君が居た世界が、この世で一番愛した世界だったから。

藤原さんと二人で話をした次の日、私はもう一度ちゃんと、夜くんと話がしたくて、彼に電話をした。
けれど、その番号はすでに持ち主を失ったまま、どこにも繋がらず、音声案内の女性の声だけが、何度も繰り返された。

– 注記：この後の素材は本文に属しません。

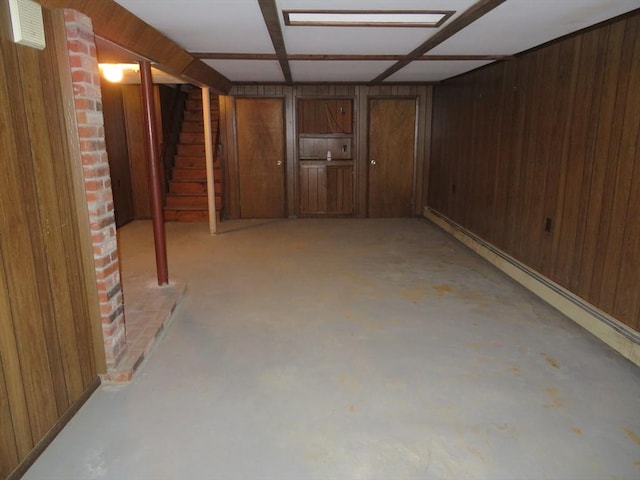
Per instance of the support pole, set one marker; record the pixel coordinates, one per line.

あと一日早ければ、藤原さんと話をした直後にでもすぐに電話をしていれば、まだ繋がったかもしれないのにと、私はひどく後悔した。
そして私は、その時初めて、夜くんの住むマンションも知らなかった事に気がついた。

私が夜くんに会いたいと思うよりも先に、夜くんは私に会いにきてくれた。
夜くんに会えれば場所なんてどこだって良くて、私は彼の住む場所を意識した事が無かったのだ。
勤務先なんてそれこそ知るはずもない。
会社名は分かるけれど、住所を調べたところで、高校生の私には、職場に押しかける勇気など、あるわけがなかった。
私は夜くんに事を何も知らない。
失って気づく事の多さに驚愕した。

夜くんに会わないといけないと思っていた。
何をされても良い。怒鳴ってやるつもだった。
文句の一つや二つ、言う権利はあると思った。
その頃の私は、夜くんを絶対に許さないと決めていた。

再会する術を無くした私には、虚無感だけが残った。
本当に何をしてでも会おうと思えば、家だって勤務先だって、すぐに調べられただろう。
だけどそれをしないのは、私がまだ子供だから。
その理由に納得したふりをして、逃げていたのかもしれない。

あんな事があったのに、こんなにもあっさりと彼が消えてしまうなんて思ってもいなかった。
あんなに愛していると言ったのに、もう会えなくなるなんて、思ってもいなかった。
こんな状況の中で、何も残さずに居なくなってしまった彼の事を、酷いとさえ思った。
愛しているといいながら、居なくなってしまえるなんて、「永遠が欲しい」と願った彼は、一体どこへ行ってしまったのだろう。

私はただ、信じたくなかった。
信じられるはずがない。

けれどそう思うのは、「あんな事」があったからこそだとも思う。
夜くんの愛し方の本当の意味を知らなければ、それは今までで通り窮屈で、重たいだけの物だったのではないか。
夜くんは私の事を愛しているという確信だけをただ持って、決して夜くんがm私から離れる事は無いと信じ、安心しきっていたからこその傲慢だ。

居なくなって気づく「大切さ」なんて、身勝手でしかない。